- Sólo nos faltaría ya que el Estado regulase qué es lo que podemos o no amar u odiar. ¿Qué humano quedaría entonces exento del presidio?
«Odio y amo ¿Por qué lo hago?, tal vez te preguntes. / Yo no lo sé, mas así lo siento y ello me crucifica». ¿Procede cancelar, por violación del Código Penal, los versos del Catulo que por igual odia y ama?
Las jergas se nutren del lenguaje común. Y lo desplazan a su conveniencia. Hay jergas médicas, jergas informáticas, jergas delictivas, jergas musicales, jergas jurídicas, jergas artesanales, jergas académicas… Sin ellas, el reconocimiento de grupo sería más gravoso. Pero, a la larga, los usos jergáticos permean el habla común. Y la corroen. Hasta imponer, tantas veces, significados incompatibles: nacen de ahí muy incómodos malentendidos. Y los malentendidos lingüísticos tienen consecuencias. «Denominar mal un objeto es añadir desdicha al mundo», postulaba Camus.

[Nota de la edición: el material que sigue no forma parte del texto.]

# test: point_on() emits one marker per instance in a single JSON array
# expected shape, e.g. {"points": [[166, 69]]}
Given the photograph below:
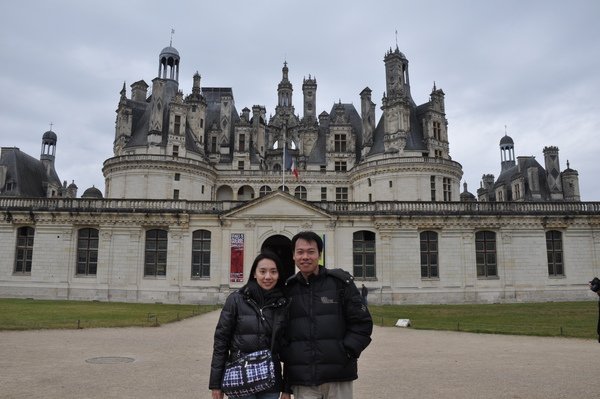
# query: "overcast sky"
{"points": [[530, 68]]}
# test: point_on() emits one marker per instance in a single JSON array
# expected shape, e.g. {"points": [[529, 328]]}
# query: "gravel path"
{"points": [[173, 361]]}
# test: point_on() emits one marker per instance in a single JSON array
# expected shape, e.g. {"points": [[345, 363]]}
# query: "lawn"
{"points": [[27, 314], [569, 319]]}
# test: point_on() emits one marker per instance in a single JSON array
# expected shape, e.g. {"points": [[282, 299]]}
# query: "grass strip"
{"points": [[568, 319], [27, 314]]}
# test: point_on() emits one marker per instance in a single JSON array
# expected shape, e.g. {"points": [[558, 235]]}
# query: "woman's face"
{"points": [[266, 274]]}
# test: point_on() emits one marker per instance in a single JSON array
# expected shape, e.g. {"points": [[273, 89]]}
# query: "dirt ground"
{"points": [[173, 361]]}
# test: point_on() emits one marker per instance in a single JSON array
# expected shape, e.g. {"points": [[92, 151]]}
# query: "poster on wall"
{"points": [[322, 258], [236, 273]]}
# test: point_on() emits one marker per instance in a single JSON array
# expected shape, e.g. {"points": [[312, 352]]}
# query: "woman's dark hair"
{"points": [[308, 236], [266, 254]]}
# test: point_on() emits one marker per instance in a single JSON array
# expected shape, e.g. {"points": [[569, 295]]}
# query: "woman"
{"points": [[252, 319]]}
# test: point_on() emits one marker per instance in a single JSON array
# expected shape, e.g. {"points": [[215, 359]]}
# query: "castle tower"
{"points": [[309, 89], [164, 88], [284, 93], [397, 102], [552, 164], [367, 113], [48, 152], [507, 152], [570, 184], [396, 73]]}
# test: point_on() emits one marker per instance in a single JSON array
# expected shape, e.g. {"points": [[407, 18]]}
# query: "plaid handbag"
{"points": [[249, 374]]}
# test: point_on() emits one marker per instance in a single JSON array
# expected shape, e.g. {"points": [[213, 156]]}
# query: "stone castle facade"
{"points": [[195, 189]]}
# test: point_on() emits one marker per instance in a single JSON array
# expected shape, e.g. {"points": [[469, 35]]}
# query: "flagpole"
{"points": [[284, 151]]}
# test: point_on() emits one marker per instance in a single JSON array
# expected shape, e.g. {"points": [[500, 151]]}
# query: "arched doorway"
{"points": [[282, 246]]}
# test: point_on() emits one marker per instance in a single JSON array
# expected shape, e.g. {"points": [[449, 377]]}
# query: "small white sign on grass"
{"points": [[403, 323]]}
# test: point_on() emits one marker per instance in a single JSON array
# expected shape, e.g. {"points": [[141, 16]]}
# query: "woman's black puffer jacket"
{"points": [[246, 327]]}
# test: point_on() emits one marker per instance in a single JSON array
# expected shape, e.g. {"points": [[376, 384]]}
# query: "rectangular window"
{"points": [[340, 166], [363, 253], [201, 254], [155, 254], [24, 250], [341, 194], [485, 254], [177, 125], [554, 249], [87, 252], [447, 189], [437, 131], [339, 141], [429, 254]]}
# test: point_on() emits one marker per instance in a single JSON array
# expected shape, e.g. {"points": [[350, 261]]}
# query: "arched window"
{"points": [[485, 254], [201, 254], [155, 259], [264, 190], [363, 250], [87, 252], [300, 192], [24, 250], [555, 253], [429, 254]]}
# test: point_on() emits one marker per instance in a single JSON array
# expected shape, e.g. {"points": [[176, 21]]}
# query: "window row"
{"points": [[155, 252], [363, 245], [363, 251]]}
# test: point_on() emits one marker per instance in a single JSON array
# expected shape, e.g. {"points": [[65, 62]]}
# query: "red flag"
{"points": [[294, 168]]}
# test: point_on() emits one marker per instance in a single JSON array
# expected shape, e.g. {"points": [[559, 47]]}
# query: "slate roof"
{"points": [[28, 173]]}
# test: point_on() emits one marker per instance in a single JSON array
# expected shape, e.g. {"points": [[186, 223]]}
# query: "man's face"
{"points": [[306, 257]]}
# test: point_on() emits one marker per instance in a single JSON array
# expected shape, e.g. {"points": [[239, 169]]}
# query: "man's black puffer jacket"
{"points": [[244, 327], [328, 327]]}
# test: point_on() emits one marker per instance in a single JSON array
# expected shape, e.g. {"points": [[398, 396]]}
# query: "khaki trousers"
{"points": [[329, 390]]}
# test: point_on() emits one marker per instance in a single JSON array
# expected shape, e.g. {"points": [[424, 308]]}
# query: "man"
{"points": [[328, 327]]}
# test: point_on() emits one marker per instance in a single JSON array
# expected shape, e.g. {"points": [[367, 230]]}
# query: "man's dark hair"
{"points": [[308, 236]]}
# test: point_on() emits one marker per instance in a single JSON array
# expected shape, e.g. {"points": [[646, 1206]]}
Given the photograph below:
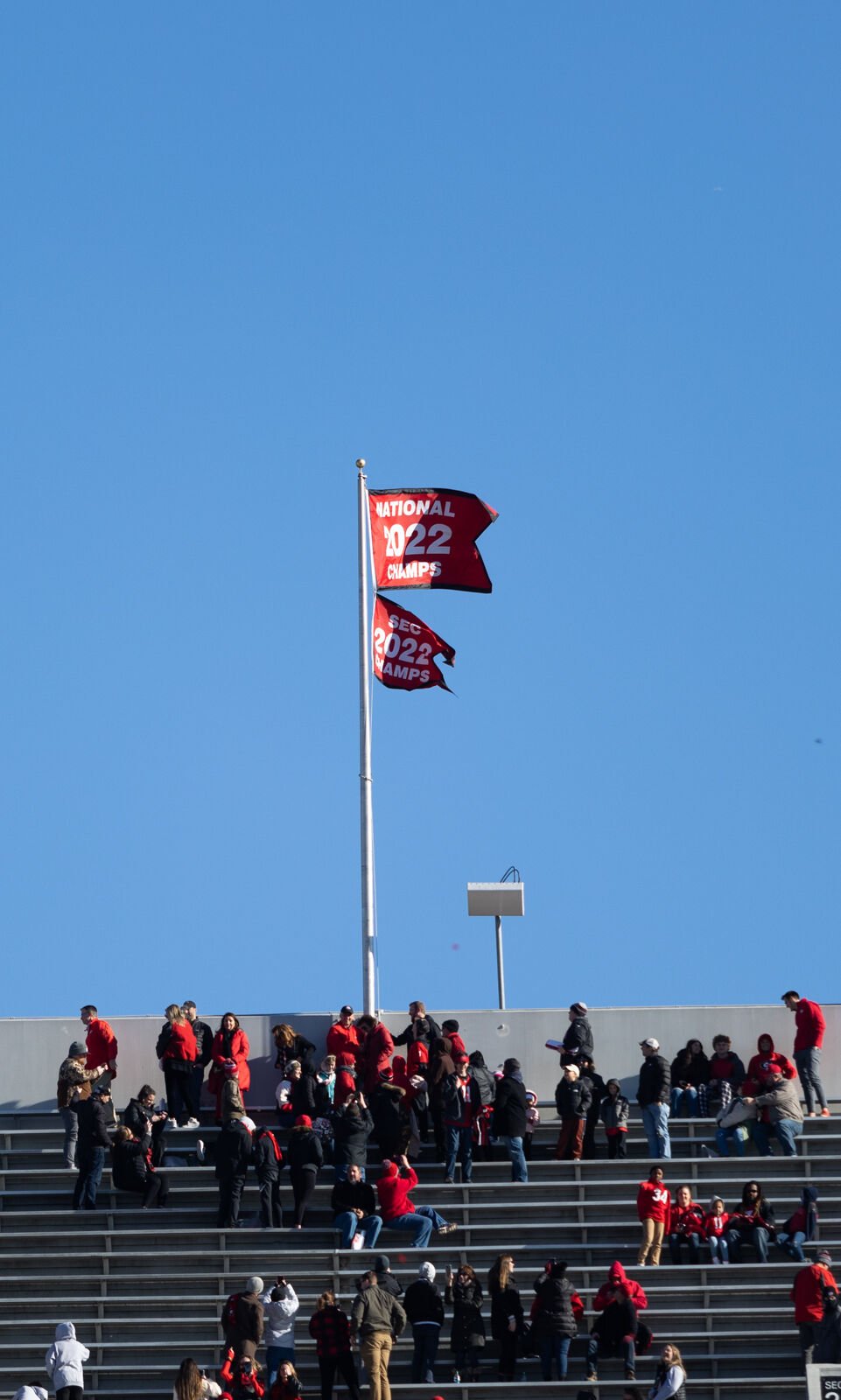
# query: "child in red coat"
{"points": [[654, 1203]]}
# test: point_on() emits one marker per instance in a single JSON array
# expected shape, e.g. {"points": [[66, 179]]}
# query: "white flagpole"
{"points": [[366, 779]]}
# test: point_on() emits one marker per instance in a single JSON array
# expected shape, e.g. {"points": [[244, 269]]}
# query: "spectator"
{"points": [[809, 1031], [268, 1161], [752, 1222], [100, 1043], [177, 1052], [242, 1320], [74, 1084], [424, 1311], [191, 1383], [780, 1113], [686, 1225], [808, 1297], [203, 1049], [555, 1318], [801, 1227], [466, 1337], [132, 1171], [343, 1036], [353, 1124], [690, 1070], [378, 1320], [726, 1074], [146, 1124], [291, 1046], [507, 1313], [654, 1204], [305, 1157], [233, 1157], [614, 1113], [652, 1096], [280, 1309], [354, 1208], [460, 1102], [763, 1061], [715, 1225], [95, 1116], [241, 1376], [285, 1383], [375, 1052], [230, 1046], [396, 1208], [669, 1382], [65, 1362], [509, 1117], [598, 1089], [572, 1098], [532, 1122], [331, 1327]]}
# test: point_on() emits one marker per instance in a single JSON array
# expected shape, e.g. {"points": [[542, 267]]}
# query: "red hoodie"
{"points": [[617, 1278], [810, 1026], [761, 1063], [394, 1192]]}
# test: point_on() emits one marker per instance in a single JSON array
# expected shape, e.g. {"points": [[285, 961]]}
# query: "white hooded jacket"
{"points": [[65, 1357]]}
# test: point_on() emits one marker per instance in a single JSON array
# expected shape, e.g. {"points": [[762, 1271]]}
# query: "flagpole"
{"points": [[366, 779]]}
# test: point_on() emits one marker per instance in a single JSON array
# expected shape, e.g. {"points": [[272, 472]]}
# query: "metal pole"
{"points": [[366, 779], [500, 972]]}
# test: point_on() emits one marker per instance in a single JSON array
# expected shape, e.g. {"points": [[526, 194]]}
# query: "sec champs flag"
{"points": [[403, 648], [427, 539]]}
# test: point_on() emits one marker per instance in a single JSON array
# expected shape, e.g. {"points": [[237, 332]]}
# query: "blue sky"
{"points": [[579, 261]]}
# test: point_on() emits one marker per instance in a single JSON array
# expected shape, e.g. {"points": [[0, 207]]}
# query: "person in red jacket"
{"points": [[100, 1043], [808, 1299], [654, 1203], [761, 1063], [809, 1028], [375, 1052]]}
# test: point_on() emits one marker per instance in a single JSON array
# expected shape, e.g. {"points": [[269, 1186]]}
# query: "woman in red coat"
{"points": [[228, 1043]]}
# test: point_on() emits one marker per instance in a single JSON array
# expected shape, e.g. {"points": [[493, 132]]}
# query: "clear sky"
{"points": [[578, 259]]}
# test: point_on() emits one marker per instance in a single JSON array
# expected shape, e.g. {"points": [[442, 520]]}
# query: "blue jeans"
{"points": [[341, 1169], [808, 1063], [655, 1120], [557, 1350], [459, 1141], [691, 1102], [422, 1222], [425, 1348], [90, 1175], [348, 1224], [725, 1136], [787, 1131], [520, 1172]]}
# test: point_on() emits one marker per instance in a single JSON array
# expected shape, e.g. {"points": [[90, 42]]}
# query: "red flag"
{"points": [[427, 539], [403, 648]]}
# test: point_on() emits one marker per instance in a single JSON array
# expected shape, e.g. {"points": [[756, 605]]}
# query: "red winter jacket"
{"points": [[810, 1026], [806, 1294], [182, 1042], [101, 1043], [617, 1278], [652, 1201], [394, 1192]]}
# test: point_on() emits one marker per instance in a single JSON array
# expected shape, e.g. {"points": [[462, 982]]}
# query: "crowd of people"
{"points": [[362, 1091]]}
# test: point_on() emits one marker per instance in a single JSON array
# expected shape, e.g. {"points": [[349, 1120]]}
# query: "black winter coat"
{"points": [[509, 1108]]}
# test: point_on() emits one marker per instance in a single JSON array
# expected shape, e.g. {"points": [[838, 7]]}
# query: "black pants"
{"points": [[270, 1211], [343, 1362], [179, 1091], [304, 1180], [231, 1189]]}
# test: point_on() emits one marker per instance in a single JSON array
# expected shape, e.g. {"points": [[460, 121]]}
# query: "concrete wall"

Pocos usos lingüísticos hay más bobamente repetidos en la cháchara de estos años que el que se exalta contra un llamado «discurso del odio»: aguachirle verbal, cuya solemnidad camufla casi siempre la aplicación en demonizar a quien a uno le es antipático. También ser analfabeto es un derecho; seamos pacientes. Y exáltese aquel a quien nada mejor complazca.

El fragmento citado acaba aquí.